In Drosophila, members of the Wnt family signal through both the canonical ß-catenin pathway and also through a second pathway that is involved in planar polarity and uses Jun N-terminal kinase (JNK) signaling. Richard Harland (University of California, Berkeley, USA) presented evidence for signaling through this second Wnt pathway in vertebrates during the convergent extension movements occurring in gastrulation. He suggested that receptor specificity determined which pathway was activated. Nusse extended these observations by demonstrating the complexity of the Wnt signaling pathway: in Drosophila, in which the total number of Wnt genes is known to be seven, the different Wnt proteins bind with a complex pattern of affinities to five receptors, eliciting different biological responses.

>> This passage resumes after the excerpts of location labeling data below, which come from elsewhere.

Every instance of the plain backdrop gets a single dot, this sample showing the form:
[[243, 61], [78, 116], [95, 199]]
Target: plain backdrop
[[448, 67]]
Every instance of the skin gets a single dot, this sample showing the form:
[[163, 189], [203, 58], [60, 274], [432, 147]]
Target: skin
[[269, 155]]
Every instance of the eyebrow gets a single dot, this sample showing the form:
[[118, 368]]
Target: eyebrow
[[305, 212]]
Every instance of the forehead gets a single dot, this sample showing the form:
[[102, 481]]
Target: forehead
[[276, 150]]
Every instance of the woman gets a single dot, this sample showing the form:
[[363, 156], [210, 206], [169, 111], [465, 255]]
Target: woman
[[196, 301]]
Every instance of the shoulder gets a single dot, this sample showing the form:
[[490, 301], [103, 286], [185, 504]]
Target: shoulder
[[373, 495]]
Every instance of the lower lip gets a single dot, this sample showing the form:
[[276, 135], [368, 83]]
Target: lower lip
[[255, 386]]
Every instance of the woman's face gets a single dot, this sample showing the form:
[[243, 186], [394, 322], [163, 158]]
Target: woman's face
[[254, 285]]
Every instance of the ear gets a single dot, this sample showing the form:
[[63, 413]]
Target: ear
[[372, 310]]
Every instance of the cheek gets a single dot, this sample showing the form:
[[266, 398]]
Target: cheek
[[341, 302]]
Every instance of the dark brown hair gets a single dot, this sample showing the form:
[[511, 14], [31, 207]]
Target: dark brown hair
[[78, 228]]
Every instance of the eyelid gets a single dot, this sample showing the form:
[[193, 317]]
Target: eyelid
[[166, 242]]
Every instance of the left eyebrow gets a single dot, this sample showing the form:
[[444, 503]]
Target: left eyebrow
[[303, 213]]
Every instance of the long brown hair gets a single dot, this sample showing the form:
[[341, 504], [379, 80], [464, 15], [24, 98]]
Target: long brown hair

Ira Herskowitz (University of California, San Francisco, USA) reported the use of expression microarrays to study the response of yeast cells to high osmolarity, with the broader aim of investigating how cross-talk between signaling pathways is restricted. He showed that high osmolarity induces expression of stress-response genes rather than only the expected set of genes. He also uncovered the possible existence of an osmoresponse pathway independent of a component that was thought to be central, Hog1 (a mitogen-activated protein kinase). A plausible model for restricting cross-talk presented by Herskowitz was that one pathway is activated so transiently that it has no time to activate any parallel pathways. These results show the power of microarray experiments in testing hypotheses as well as providing new data; Herskowitz stressed the importance of testing hypotheses and not being distracted by the wealth of new data these kinds of methods can produce.
It was clear from the meeting that the genome sequencing projects and new technologies for gene inactivation and large-scale expression analysis are changing developmental biology quite radically. An increasing number of organisms can be studied, and insights into developmental mechanisms can be gained much more quickly. The resulting rapid accumulation of information is allowing the dissection of increasingly complex genetic cascades of patterning mechanisms. With so much new information at our fingertips, the next few years will provide exciting times for us to reap the benefits.